Worse still, communication with real people is falling out of favor among the younger generation. Google is testing a new AI-powered automated system calling, which calls services (auto repair shops, dry cleaners, veterinary clinics) on behalf of the user. It is reported that nearly 90% of users eager to try this feature are young people aged 18 to 24. They try to avoid even phone conversations with others. All that remains is to introduce bots to respond to bots’ requests, and humans in this chain will become redundant.
Returning to Thiel’s “prophecy,” it is worth noting that he clearly supports the US administration’s course toward lifting restrictions on AI development and most likely knew in advance that the White House would adopt this strategy. Yet it’s worth paying attention to the fact that he has branded all those calling for AI regulation as Antichrist’s accomplices. For him, this is not merely a question of profit but a religious war. And this is not just an opinion — it is the worldview of an intellectual billionaire who successfully lobbied for his protégé, JD Vance, to be appointed as Vice President of the United States, evidently aiming his candidature for the presidency in 2028, after Trump steps down.

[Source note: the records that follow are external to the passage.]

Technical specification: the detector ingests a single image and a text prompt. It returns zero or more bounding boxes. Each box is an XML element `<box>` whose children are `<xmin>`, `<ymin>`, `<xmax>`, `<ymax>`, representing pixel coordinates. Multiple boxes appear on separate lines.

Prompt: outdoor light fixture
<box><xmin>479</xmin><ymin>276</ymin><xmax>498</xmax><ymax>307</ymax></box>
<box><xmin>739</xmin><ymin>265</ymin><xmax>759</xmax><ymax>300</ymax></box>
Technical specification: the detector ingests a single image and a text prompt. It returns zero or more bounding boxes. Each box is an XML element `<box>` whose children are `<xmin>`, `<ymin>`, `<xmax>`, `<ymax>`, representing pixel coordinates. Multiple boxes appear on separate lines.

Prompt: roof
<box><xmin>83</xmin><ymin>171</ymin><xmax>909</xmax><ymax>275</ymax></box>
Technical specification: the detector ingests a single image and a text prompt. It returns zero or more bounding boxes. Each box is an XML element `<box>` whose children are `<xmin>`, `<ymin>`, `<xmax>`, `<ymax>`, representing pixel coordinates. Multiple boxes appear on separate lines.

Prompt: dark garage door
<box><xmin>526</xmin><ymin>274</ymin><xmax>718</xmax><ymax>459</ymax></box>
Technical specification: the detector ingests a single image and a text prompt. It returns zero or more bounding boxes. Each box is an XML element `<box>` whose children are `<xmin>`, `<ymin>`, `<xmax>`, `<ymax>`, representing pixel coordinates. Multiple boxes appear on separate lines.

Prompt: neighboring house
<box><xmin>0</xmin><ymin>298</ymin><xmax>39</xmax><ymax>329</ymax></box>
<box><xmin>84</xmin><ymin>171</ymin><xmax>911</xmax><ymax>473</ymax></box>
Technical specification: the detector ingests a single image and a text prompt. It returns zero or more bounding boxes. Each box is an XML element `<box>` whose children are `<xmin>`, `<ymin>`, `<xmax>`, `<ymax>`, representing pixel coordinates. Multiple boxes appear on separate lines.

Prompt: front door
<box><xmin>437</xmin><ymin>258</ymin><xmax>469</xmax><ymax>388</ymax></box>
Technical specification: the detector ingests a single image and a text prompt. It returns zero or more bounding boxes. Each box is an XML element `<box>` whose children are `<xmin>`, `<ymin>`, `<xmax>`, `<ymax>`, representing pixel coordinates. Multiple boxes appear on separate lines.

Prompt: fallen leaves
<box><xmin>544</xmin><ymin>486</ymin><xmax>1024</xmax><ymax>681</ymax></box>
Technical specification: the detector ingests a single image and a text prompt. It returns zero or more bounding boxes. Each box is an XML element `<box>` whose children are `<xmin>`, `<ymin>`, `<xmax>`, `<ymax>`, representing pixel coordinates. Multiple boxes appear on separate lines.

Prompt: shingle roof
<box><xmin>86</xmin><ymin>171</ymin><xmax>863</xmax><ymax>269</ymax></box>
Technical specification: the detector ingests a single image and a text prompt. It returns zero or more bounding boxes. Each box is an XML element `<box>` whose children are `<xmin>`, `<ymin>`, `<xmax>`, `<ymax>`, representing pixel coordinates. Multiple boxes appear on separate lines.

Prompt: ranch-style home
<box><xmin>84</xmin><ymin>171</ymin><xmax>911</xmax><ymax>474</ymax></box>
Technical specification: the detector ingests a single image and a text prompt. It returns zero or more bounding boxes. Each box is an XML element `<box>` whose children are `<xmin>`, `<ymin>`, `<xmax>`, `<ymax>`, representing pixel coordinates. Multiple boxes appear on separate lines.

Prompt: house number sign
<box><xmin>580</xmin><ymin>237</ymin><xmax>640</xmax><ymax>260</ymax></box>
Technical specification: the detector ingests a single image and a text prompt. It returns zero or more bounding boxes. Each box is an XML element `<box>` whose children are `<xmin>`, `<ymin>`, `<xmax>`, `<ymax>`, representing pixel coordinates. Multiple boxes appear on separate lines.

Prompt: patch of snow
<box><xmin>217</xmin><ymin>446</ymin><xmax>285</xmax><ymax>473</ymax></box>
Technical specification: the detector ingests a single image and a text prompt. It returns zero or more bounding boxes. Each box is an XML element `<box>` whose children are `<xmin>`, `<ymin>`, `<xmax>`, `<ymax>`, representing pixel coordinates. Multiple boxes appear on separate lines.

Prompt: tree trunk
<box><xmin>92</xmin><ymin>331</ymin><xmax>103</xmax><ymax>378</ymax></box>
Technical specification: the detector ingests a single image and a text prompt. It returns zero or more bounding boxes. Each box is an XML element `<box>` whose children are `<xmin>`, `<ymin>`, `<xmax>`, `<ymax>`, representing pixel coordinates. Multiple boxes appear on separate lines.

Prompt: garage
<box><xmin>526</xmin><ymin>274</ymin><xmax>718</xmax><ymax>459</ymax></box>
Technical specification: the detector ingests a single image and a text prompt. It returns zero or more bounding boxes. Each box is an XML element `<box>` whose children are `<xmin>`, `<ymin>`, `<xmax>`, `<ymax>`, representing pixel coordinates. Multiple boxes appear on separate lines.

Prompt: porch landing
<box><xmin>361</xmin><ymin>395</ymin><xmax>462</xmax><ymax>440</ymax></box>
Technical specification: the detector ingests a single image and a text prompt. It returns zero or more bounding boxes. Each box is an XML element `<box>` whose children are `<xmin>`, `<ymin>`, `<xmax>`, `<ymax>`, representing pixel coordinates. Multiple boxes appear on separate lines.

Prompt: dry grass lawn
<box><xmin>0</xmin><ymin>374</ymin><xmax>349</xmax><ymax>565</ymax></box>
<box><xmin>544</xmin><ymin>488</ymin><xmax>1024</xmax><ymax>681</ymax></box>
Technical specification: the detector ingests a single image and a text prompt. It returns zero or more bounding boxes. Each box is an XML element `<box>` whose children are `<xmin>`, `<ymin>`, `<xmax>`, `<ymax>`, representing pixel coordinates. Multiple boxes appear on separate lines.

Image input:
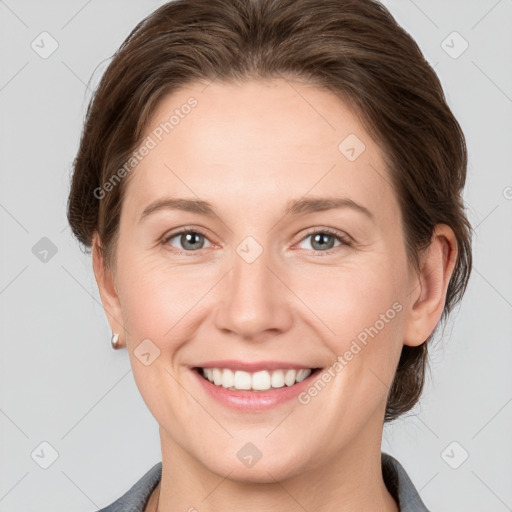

It is possible that Thiel has outlined the future dividing line of the world, with the USA on one side and the EU and China on the other. But in this confrontation, humans themselves are conspicuously absent. For some reason, the pursuit of digital technological progress does not seem to include the idea of human development. Thiel does not consider this possibility at all. And he is not alone. This is the consensus of the global elite.
Meanwhile, it is precisely the development of Man — the unfolding of his inner potential — that remains the only alternative to both Armageddon and the Techno-Antichrist, whether AI-driven or not. Otherwise, humanity is doomed.